6- Peygambere Salat u Selamın Emredilmesi Nebiye İtaate Delildir

Resul - Nebi ayrımı, Nebiye salavat getirilmesini emreden ayete de ters düşer. Ayet mealen şöyledir:

'Allah ve melekler peygambere salat ediyorlar; ey iman edenler, siz de ona salat ve selam okuyun.' (Ahzab: 56.)

Görüldüğü üzere ayette kendisine salat u selam getirilecek zatın 'Nebi' olduğu vurgusu vardır.

Salat u selam getirmek Nebiye itaati içine aldığı gibi, ayrıca 'ona duayla destek vermek, onun kadrini yüceltmek' anlamına da gelmektedir.

Hani Kuran'da Nebiye itaatle ilgili ayet yoktu?

Salat u selam görevini terk edip Ona karşı çıkmanın, onu üzecek hal ve hareketlerde bulunmanın sonucu ise bir sonraki ayette haber verilir:

'Allah'ı ve Resulünü incitenleri Allah, dünyada ve ahirette lanetlemiş ve onlar için alçaltıcı bir ceza hazırlamıştır.' (Ahzab: 57.)

Şayet aklı varsa Bayındır'ı bu ayet üzerinde düşünmeye davet ediyoruz.

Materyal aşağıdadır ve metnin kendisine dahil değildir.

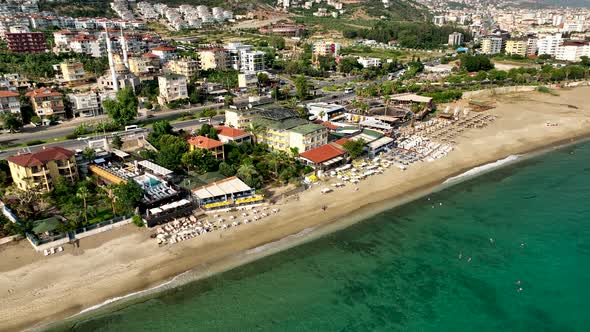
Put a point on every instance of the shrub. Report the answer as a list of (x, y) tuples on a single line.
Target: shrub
[(35, 142), (137, 221)]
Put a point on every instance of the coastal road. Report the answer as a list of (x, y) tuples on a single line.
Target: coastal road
[(49, 133), (75, 144)]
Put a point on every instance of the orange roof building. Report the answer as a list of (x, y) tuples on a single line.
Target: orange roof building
[(47, 102), (42, 168), (202, 142), (324, 156), (233, 135)]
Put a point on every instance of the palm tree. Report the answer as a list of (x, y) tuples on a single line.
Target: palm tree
[(83, 193), (387, 100)]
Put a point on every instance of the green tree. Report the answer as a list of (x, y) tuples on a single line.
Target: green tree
[(301, 87), (171, 148), (11, 122), (124, 108), (354, 148), (117, 142), (83, 193), (199, 160), (128, 195)]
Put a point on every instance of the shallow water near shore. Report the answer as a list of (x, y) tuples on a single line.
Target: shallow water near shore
[(509, 250)]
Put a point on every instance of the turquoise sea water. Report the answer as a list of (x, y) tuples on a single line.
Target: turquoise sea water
[(400, 270)]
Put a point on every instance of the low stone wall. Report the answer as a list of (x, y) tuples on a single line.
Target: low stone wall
[(498, 91), (103, 229), (9, 239)]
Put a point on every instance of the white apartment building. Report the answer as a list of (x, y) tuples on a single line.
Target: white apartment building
[(456, 38), (572, 50), (491, 45), (548, 44), (252, 61), (369, 62), (89, 103), (9, 102), (172, 87)]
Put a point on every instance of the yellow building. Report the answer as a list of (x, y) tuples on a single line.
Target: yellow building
[(283, 130), (72, 71), (47, 102), (186, 67), (517, 47), (41, 169), (214, 58), (147, 63)]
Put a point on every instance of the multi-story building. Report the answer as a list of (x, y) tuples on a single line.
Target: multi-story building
[(28, 42), (47, 102), (548, 44), (369, 62), (573, 50), (172, 87), (41, 169), (71, 71), (214, 58), (148, 63), (165, 53), (325, 48), (491, 45), (209, 144), (455, 39), (252, 62), (187, 67), (9, 102), (517, 47), (89, 103), (283, 130)]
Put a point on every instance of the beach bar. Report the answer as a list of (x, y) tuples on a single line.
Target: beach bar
[(224, 194)]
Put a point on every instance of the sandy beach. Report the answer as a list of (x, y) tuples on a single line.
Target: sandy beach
[(37, 290)]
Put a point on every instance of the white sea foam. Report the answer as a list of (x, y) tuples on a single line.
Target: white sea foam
[(279, 243), (118, 298), (482, 169)]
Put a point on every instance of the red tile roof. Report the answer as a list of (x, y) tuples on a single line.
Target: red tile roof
[(150, 55), (203, 142), (164, 48), (41, 157), (43, 92), (6, 94), (340, 141), (322, 153), (230, 132)]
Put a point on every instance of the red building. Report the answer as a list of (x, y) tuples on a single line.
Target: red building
[(26, 42)]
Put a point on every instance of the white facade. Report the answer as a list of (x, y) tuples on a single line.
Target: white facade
[(572, 51), (491, 45), (548, 44), (369, 62), (172, 87), (456, 38)]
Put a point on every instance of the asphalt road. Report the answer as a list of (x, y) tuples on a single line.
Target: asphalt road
[(81, 144), (47, 134)]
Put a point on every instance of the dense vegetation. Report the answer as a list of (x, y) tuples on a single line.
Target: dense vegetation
[(40, 65), (78, 8), (408, 34)]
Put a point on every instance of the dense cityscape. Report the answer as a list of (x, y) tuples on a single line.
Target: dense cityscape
[(190, 120)]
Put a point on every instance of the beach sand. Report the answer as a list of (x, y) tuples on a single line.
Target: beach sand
[(36, 290)]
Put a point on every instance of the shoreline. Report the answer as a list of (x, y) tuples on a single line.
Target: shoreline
[(307, 235), (221, 252)]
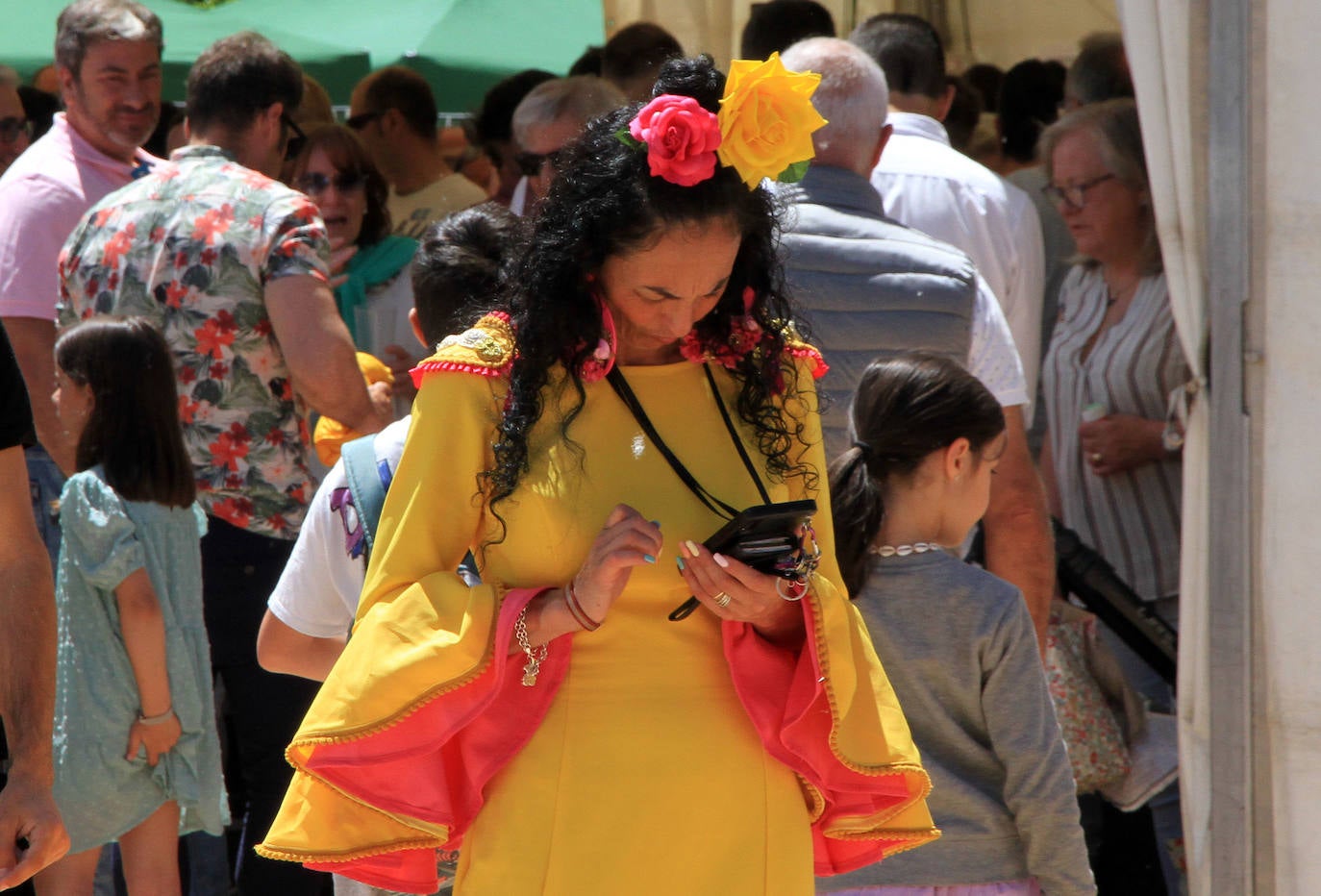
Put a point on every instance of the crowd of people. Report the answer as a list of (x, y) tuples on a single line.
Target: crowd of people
[(370, 458)]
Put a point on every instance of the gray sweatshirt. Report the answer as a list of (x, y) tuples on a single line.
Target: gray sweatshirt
[(958, 646)]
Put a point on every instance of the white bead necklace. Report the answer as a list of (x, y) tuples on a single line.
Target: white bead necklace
[(903, 550)]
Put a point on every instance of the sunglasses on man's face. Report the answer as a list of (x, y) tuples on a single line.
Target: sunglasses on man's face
[(12, 127), (530, 162), (316, 183), (361, 120), (296, 140)]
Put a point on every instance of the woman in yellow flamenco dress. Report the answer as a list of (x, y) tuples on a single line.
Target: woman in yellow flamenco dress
[(553, 722)]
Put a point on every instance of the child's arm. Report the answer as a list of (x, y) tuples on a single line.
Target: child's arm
[(143, 628), (1038, 784), (27, 684)]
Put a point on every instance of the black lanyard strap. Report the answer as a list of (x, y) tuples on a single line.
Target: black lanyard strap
[(734, 435), (639, 415)]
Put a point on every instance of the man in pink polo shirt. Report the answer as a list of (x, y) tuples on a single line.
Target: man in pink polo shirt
[(109, 61)]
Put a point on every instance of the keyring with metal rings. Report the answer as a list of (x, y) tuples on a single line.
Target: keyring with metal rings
[(797, 588)]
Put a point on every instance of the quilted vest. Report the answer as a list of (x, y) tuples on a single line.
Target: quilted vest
[(868, 286)]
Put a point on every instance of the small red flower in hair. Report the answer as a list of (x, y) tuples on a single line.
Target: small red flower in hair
[(681, 137)]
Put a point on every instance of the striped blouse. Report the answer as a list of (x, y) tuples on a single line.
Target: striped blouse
[(1134, 517)]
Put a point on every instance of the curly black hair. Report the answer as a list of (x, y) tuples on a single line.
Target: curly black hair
[(604, 203)]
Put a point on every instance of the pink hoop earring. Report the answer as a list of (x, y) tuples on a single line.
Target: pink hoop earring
[(603, 357)]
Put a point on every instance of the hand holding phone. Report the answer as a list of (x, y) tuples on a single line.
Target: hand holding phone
[(766, 536)]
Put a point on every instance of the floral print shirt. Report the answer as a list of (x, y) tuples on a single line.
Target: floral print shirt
[(190, 247)]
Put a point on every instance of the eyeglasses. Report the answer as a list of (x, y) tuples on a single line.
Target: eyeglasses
[(530, 162), (1076, 196), (361, 120), (316, 183), (12, 127), (297, 139)]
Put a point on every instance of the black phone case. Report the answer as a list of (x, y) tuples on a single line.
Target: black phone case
[(760, 536)]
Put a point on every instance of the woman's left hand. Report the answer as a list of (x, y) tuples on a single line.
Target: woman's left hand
[(735, 591), (1120, 441)]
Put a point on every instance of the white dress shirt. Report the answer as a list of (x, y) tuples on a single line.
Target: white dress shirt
[(932, 187)]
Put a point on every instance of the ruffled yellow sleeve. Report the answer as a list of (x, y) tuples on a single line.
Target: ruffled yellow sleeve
[(829, 711), (385, 771)]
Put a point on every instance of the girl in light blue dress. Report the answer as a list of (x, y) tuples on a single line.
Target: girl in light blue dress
[(137, 752)]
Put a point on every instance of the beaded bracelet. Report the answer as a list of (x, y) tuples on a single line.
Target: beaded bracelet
[(576, 610), (534, 656)]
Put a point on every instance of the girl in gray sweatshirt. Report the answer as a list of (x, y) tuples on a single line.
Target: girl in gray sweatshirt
[(957, 642)]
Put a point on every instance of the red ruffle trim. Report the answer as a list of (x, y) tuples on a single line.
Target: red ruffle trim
[(784, 695), (420, 371), (435, 762)]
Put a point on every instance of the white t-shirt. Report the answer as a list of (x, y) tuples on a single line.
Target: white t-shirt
[(412, 213), (992, 355), (932, 187), (317, 593)]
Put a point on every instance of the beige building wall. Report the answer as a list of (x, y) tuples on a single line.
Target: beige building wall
[(1002, 31)]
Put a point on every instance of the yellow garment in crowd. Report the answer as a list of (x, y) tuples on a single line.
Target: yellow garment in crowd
[(646, 775)]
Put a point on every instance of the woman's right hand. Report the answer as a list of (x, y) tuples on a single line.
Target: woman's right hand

Bütün bu ayetlerdeki 'Resul ve Nebi bütünlüğü' ortadayken, bu ikisini birbirinden ayırmaya çalışmak, aklını kullanamamak demektir. Cenab-ı Hak Kuran-ı Kerim'de aklını doğru kullanmayanların halini şöyle anlatır:

'… Allah akıllarını kullanmayanları pislik içinde bırakır.' (Yunus: 100.)

Bu konuda pek çok delil daha serdetmek mümkündür. Ama bu kadarı bile maksada kafidir.

Not: Bir evvelki yazımızı bitirirken bu yazımızda Bayındır'ın ehl-i kitapla olan münasebetlerini ve diyalog anlayışını ele alacağımızı ifade etmiştik. Ancak gördüğümüz lüzum üzerine o konuyu serinin sonuna bırakmaya karar verdik. Bu değişiklik hususunda okuyucularımızı bilgilendirmek isteriz.

Gelecek yazımızda 'Nebiye itaate gerek yoktur' iddiasının altında yatan sebepleri ve Hz. Peygamberin dindeki teşri görevini anlatacağız.